Last week, the World Bank released the latest issue of Africa’s Pulse, a biannual publication highlighting key macroeconomic trends in sub-Saharan Africa. The report updates the region’s growth forecast for 2019, revising its projection down to 2.6 percent, 0.2 percentage points lower than its April forecast and only slightly higher than the 2.5 percent growth in 2018. Like recent issues of Africa’s Pulse, this report highlights ongoing debt vulnerabilities on the continent with the region’s current account deficit widening in 2019—and notes that more countries are in debt distress or at high risk of debt distress than in previous years.
Former Senior Research Analyst - Global Economy and Development, Center for Sustainable Development
One of the special chapters in this report focuses on gender gaps in sub-Saharan Africa and policies to address them. As Figure 1 shows, women-led micro-, small-, and medium-sized firms earn 34 percent less in profits on average compared to male-led firms.
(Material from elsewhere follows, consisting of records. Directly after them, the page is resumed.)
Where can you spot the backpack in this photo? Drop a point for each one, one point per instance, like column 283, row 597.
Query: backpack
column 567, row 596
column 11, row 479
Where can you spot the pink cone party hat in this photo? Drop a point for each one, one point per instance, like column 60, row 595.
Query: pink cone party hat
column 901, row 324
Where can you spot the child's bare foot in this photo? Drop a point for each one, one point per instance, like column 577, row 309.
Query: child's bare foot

A large share of the difference in profits is explained by the sectors where women operate (hair salons, retail, textile manufacturing, etc.) as they have lower profit margins.
Figure 1: Gender gaps in profits for entrepreneurs
Gender gaps also exist in other sectors of the economy. As Figure 2 shows, female-managed agricultural plots in sub-Saharan Africa are, on average, one-third less productive than plots managed by men, for various reasons. Women are also less likely to have bank accounts or use mobile money. There is good news as the region is making progress in narrowing many gender gaps. For example, in education, sub-Saharan Africa is close to achieving gender parity in primary enrollment and has made progress on secondary and tertiary education, although more work remains.
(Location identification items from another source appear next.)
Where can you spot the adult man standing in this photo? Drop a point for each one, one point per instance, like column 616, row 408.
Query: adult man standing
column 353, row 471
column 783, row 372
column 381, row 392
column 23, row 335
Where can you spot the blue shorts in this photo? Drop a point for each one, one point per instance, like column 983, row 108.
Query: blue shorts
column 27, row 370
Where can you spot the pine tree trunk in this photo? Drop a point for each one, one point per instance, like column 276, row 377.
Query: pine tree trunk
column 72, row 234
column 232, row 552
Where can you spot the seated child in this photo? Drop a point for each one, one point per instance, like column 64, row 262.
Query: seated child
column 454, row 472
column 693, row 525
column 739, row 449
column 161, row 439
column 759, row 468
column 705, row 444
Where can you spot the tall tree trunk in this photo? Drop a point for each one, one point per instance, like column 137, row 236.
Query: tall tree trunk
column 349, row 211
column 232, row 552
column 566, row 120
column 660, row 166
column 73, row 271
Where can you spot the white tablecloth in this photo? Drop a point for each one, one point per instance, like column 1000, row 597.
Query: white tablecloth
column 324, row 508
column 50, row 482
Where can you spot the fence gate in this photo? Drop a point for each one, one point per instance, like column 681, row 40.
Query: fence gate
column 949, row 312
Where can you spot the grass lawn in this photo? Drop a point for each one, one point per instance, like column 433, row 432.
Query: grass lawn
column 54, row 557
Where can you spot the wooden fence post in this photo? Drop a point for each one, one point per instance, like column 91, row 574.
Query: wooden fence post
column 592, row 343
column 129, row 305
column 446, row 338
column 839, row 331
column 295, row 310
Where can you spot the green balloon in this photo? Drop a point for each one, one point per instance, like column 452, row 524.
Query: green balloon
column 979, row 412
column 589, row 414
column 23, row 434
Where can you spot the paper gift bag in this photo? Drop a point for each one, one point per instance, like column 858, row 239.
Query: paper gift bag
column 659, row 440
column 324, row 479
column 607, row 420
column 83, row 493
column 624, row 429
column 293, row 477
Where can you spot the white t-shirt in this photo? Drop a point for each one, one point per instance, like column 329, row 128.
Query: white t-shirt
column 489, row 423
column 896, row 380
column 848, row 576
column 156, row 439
Figure 2: Gender gaps in agricultural productivity
The report specifically identifies improving credit access as one of the six pathways for lowering gender-based constraints. Credit access is often a key constraint for female-owned businesses, leading to lower levels of investment and profits for their firms. Lack of collateral is a major impediment to credit access as women are much less likely to own assets and wealth compared to men (13 percent for women vs 39 percent for men). Other policy recommendations include building skills beyond traditional training, improving women’s land rights, increasing women’s use of hired and household labor, addressing social norms, and helping the next generation of girls.
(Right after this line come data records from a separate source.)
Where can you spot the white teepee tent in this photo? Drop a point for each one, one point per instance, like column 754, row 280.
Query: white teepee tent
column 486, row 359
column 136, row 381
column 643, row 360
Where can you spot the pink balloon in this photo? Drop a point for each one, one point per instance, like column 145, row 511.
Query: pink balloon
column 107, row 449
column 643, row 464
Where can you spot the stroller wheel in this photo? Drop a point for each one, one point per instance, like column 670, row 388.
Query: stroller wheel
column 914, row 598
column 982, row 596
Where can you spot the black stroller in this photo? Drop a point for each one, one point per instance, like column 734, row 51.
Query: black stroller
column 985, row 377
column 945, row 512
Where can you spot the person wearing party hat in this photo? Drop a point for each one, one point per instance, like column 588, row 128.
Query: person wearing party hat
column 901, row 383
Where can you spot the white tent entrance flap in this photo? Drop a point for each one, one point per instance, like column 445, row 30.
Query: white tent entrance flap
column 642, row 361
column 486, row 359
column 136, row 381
A successful innovation tested in Ethiopia used psychometric tests—according to the report, “an innovative credit technology that helps predict the likelihood that a borrower will repay a loan”—as an alternative to traditional collateral and found that it performed well in predicting loan repayment, which led to a 99 percent loan repayment rate. Other tools recommended in the report include increasing adoption of digital technologies to support saving and more targeted loan products for existing entrepreneurs.